De resto, o professor da UBI viu a coligação liderada pelo PCP “surpreender” ao nível da mobilização e da prestação do secretário-geral, Paulo Raimundo. À direita, a colega do ISCSP destaca ainda Rui Rocha, da Iniciativa Liberal. Por outro lado, ainda antes dos episódios de saúde relacionados com André Ventura que amplificaram o “tempo de antena” e “podem levar a uma mobilização maior”, já o partido tinha conseguido contrariar a “expectativa de esvaziamento” e saído “favorecido” dos protestos da comunidade cigana em consecutivas ações de campanha, que deram “madeira para o incêndio que é a campanha do Chega”, completa Bruno Costa.

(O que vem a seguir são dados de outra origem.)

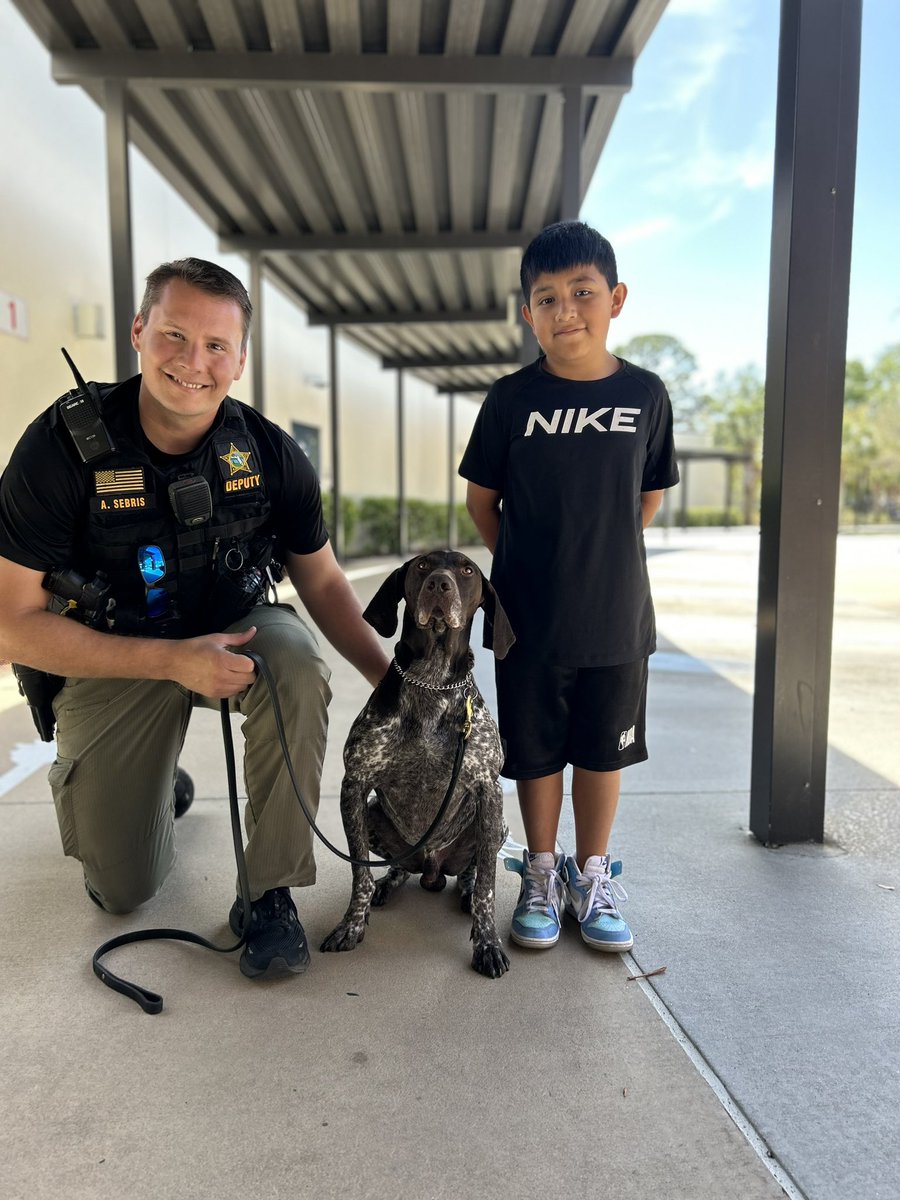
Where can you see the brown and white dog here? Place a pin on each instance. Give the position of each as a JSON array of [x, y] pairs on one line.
[[403, 743]]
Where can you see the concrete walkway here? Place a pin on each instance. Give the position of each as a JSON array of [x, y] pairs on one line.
[[762, 1061]]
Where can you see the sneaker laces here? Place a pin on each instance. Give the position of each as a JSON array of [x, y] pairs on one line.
[[277, 906], [543, 889], [601, 898]]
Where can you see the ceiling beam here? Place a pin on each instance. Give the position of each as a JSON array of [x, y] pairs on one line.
[[372, 72], [412, 317], [466, 389], [377, 243], [435, 363]]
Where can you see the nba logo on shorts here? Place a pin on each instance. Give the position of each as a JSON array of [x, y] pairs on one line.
[[627, 738]]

“Tivemos as habituais arruadas que acabam por não ter um efeito mobilizador, não desencadeiam momentos novos. É um bocado mais do mesmo e depois os candidatos e líderes caem em trivialidades como andar de mota, dar mergulhos ou jogar vólei de praia”, sublinha Paula Espírito Santo, numa referência a ações de campanha de Pedro Nuno Santos e Luís Montenegro. Já na fase final da campanha ficou “evidente” o apelo ao voto e a necessidade de os partidos apontarem a possíveis coligações ou entendimentos pós-eleitorais.

As arruadas não desencadeiam momentos novos e depois os candidatos e líderes caem em trivialidades como andar de mota, dar mergulhos ou jogar vólei de praia.

Paula Espírito Santo

Professora do ISCSP

No que toca ao formato da campanha eleitoral, que nesta reta final e durante algumas horas foi contaminada pelo avanço de Gouveia e Melo para Belém, criticado pelos partidos, Bruno Costa lamenta que os partidos continuem a “fazer o roteiro nacional a falar para pessoas já convencidas” e a “jogar pelo seguro para garantir imagens e notícias para os noticiários da noite nas televisões”. Notória, para este analista político, foi a maior preocupação dos partidos em marcarem presença em locais onde a máquina partidária funciona.

Este ano, Luís Montenegro e Pedro Nuno Santos optaram por “fugir ao escrutínio dos média tradicionais” ao não darem grandes entrevistas aos jornais ou participarem no debate a dois que tinha sido proposto pelas rádios. Isto é, interpreta o politólogo, houve um “esforço dos atores políticos em mostrarem um lado mais humano e familiar, daí preferirem ir aos programas [televisivos] da manhã ou da tarde e aos podcasts de humoristas, onde encontram um eleitorado mais descontraído”.

“Têm consciência do impacto que isso pode ter. São também partidos que têm tentado entrar e fazer uso das redes sociais, mas com uma distância muito grande face ao Chega, que tem outra capacidade de entrar em determinados meios. Essas alternativas são vistas como uma forma de chegar àquele que acreditam ser mais o seu eleitorado, que ainda vê televisão e não será tão jovem”, remata Filipa Raimundo, investigadora do lisboeta ISCTE.